Spread Pay – Deferred Pay
Currently Faculty and Staff who have official appointments of less than 12 months can elect to have their pay spread over 26 paychecks received over the full 12 months of the year. This has been referred to as “Spread” pay.
However, to be in compliance with Federal Grants and Contracts and other financial arrangements, the University must fully expense the individual’s salary within the time period of their official appointment. This has been referred to as “Deferred” pay.
An example of spread and deferred pay would be a nine month faculty member who elects to receive “spread” pay. This individual would receive 26 paychecks over 12 months but to be in compliance we are required to fully expense that faculty member’s salary over only the nine months he/she is working.
Managing this difference between paychecks being sent out and salary being expensed against university accounts is a very complex process and requires additional calculations outside of our payroll/accounting systems in order to carry out the proper book keeping.
When changes occur to the appointment of an individual on spread/deferred pay (i.e. changes to their FTE or salary), very complex calculations are required to assure that the individual receives the proper pay and that university accounts are properly billed. This is currently a very time consuming personnel activity.
The University is still not fully compliant with Federal requirements because our systems do not properly account for the fringe benefits for individuals on Spread pay – that is, the employer benefit expenses related to individuals on spread/deferred pay continue to be expensed to university accounts over the full 26 pay periods rather than over the time frame of the individual’s appointment.
We currently fund a full time staff member whose job is to correct all fringe benefit charges to Federal grants and contracts to maintain Federal compliance. A long term solution to the benefit issue would be to invest additional university funds in developing the appropriate software to manage benefits in the same manner as we currently manage salaries. This would be another significant expense to the institution and the resulting system would even more complex to manage in terms of appointment changes for employees on Spread/Deferred pay.

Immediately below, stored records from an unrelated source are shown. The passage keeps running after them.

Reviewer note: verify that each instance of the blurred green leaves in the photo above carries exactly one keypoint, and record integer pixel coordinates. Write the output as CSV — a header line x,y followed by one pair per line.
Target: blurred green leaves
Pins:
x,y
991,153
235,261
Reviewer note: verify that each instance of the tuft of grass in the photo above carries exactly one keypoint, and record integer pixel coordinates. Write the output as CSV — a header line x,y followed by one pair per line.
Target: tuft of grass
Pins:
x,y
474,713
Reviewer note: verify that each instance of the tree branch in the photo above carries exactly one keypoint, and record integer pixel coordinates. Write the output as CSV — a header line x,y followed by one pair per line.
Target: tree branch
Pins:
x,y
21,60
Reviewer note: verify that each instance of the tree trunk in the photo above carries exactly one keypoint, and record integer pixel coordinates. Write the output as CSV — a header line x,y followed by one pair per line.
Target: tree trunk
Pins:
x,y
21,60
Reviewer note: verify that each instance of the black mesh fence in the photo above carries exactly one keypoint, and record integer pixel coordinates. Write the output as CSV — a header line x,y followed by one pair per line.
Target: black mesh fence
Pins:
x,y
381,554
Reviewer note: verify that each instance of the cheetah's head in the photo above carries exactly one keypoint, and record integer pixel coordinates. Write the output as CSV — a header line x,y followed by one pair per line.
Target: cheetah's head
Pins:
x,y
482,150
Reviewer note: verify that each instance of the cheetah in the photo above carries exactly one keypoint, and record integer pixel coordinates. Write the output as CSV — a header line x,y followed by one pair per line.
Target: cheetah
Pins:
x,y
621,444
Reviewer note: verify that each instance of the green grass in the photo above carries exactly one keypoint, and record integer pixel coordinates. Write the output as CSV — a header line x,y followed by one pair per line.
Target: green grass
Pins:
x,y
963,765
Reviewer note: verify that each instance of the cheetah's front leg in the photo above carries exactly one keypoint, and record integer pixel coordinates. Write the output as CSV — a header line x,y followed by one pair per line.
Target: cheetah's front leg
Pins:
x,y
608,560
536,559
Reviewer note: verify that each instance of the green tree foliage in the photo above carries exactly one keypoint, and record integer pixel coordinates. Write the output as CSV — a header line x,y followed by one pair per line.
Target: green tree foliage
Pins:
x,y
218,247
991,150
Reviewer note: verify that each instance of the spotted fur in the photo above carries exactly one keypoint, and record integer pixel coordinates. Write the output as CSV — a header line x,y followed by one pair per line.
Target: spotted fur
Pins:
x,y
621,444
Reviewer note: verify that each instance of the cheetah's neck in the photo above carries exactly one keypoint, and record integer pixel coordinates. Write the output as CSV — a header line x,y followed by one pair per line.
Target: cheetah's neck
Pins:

An alternative to continuing the labor intensive work related to salaries and the additional investment related to benefits is to eliminate spread/deferred pay. Faculty and staff would be paid on a bi-weekly basis during the months of their appointment contract. They would not receive paychecks during those months that they are not on appointment. This change would currently impact about 530 faculty, 10 exempt employees and 21 classified staff.
If we were to eliminate spread pay, then individuals on this plan would continue to receive paychecks for FY13 through the last pay of FY13, payday 7/05/13, and then would need to have prior arrangements established in order to cover their expenses over, approximately, the next six weeks until new paychecks would start for their new academic year appointment – generally these checks would start late August (depending on the individual’s contract time.)
If we can make this cost saving/cost avoiding change for the University – cost saving because of the reduced staff time to manage it and cost avoiding because of the elimination of the need to develop new, more extensive programming to manage the benefits – then we would like to announce it as soon as possible in the 2013 calendar year in order to give individuals the maximum amount of time to plan for this year’s six week transition period.
Once the change is made, individuals on a 9 month appointment would have a 3 month period without paychecks for which they would have to financially plan each year. Exempt and Classified who are on deferred and spread pay have varied schedules so they would need to financially plan for the time period where they wouldn’t be receiving checks. Our credit union has provided planning assistance in the past that would enable individuals, who need financial planning help, to set up appropriate payroll deductions and savings accounts to see them through their period without paychecks.